Jeddah talks: SAF, RSF agree to facilitate aid delivery, but no ceasefire in sight

SAF Commander-in-Chief Lt Gen Abdelfattah El Burhan accused of abandoning the policy to destroy the RSF, and resort to talks in Jeddah (Cartoon by Omar Dafallah for Radio Dabanga)

The facilitators of the Jeddah negotiation platform have voiced ‘regret’ that the Sudan Armed Forces (SAF) and paramilitary Rapid Support Forces (RSF) have been unable to agree on the implementation of a ceasefire during the first round of talks, however the facilitators confirm that “agreement has been reached on steps to facilitate increased humanitarian assistance and the implementation of confidence-building measures”. The UN humanitarian coordinator in Sudan said in a separate statement that these are “promises that must be kept.”

In a statement published by the Saudi Foreign Ministry yesterday, the facilitators announced the commitment of the army and the RSF to engage in a joint humanitarian mechanism led by the UN Office for the Coordination of Humanitarian Affairs (OCHA) in Sudan, to address obstacles to the delivery of humanitarian aid.

The parties also agreed to identify focal points to facilitate the passage and transit of humanitarian workers and aid.

The statement stressed the agreement of the two parties to implement confidence-building measures regarding the establishment of a communication mechanism between the SAF and RSF commanders of the armed forces, the detention of prison escapees, improving the media content of both parties, reducing the intensity of the media language, as well as taking measures against the parties provoking escalation and fuelling the conflict, provided that these measures are implemented in parallel.

The two parties affirmed their individual commitment to facilitate the passage of humanitarian assistance to both parties and that these commitments represent an important step to facilitate the delivery of humanitarian assistance, which contributes to alleviating the suffering of the Sudanese people, and in this context.

The facilitators stressed in a statement that there is no acceptable military solution to this conflict, noting that they discussed with the parties the need to put the interest of the Sudanese people first, lay down arms, and engage in negotiations to end this conflict.

The UN humanitarian coordinator in Sudan said in a separate statement that “commitments adopted in Jeddah today by the parties to the conflict in Sudan marks a moment of truth for the country. The promises made by the SAF and RSF – to protect civilians and provide unimpeded humanitarian access – are promises that must be kept.”

‘Cautious optimism’

Mustafa Ibrahim, member of the advisory office of the RSF commander, yesterday expressed cautious optimism about the possibility of successful negotiations in Jeddah.

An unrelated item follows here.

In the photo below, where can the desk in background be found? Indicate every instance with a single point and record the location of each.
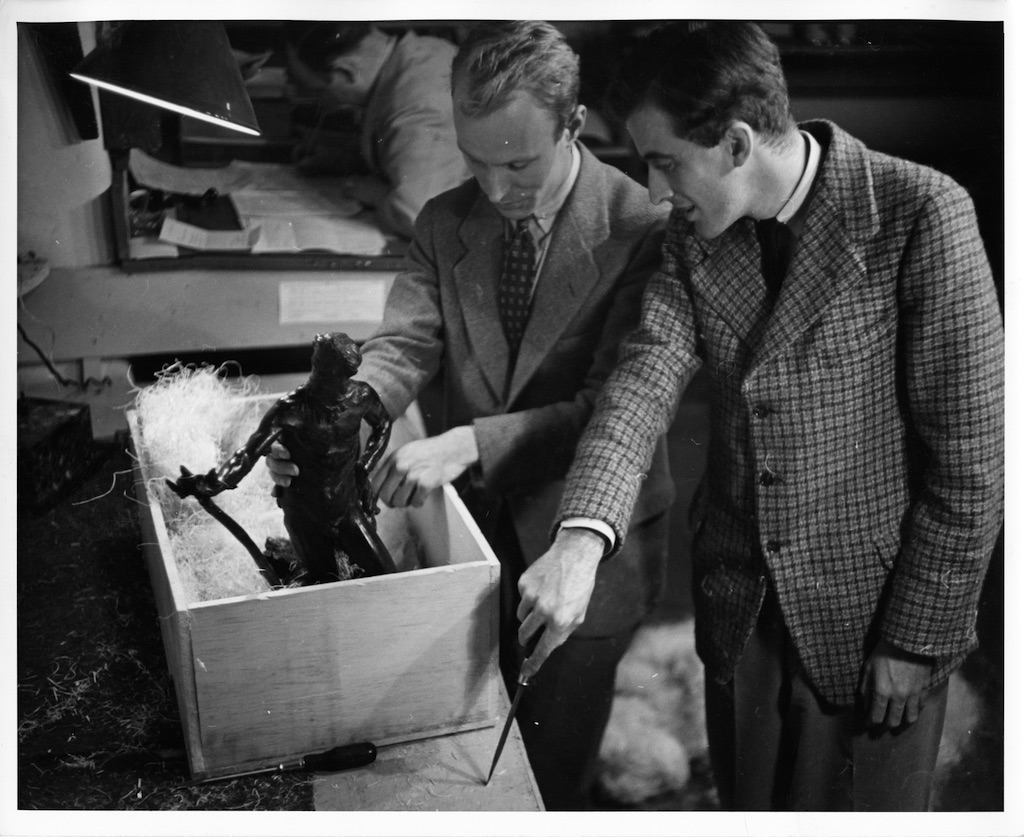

Ibrahim said in remarks to the London-based Arab World News, “We are optimistic for solving the Sudanese problem and for the solution to be comprehensive and does not exclude anyone except the former regime that brought us to this war.”

Ibrahim rejected accusations that the RSF was not serious because it took control of a number of cities in Darfur during the negotiations, adding that “there is no ceasefire until we stop, and the Sudanese army, for its part, has not stopped bombing.”

Regarding the Sudanese army’s demand for the RSF to evacuate homes and civilian objects, Ibrahim denied that paramilitaries have taken residence in homes of people in Khartoum. “This is a false allegation by the Sudanese army, with which it wants to disrupt these negotiations,” he said.

RSF members themselves posted footage of themselves occupying homes in Khartoum during the first months of the war that erupted on April 15.

The advisor to the RSF commander accused the army of causing civilians to flee, adding, “If the army stopped bombing people with air and artillery in their places of residence, they would return to Khartoum, like what happens in the states of Darfur.”

“If the military is not keen on these negotiations, we will not be keen on them,” he said, noting that their agreement to resume talks was “in appreciation of the joint mediation.”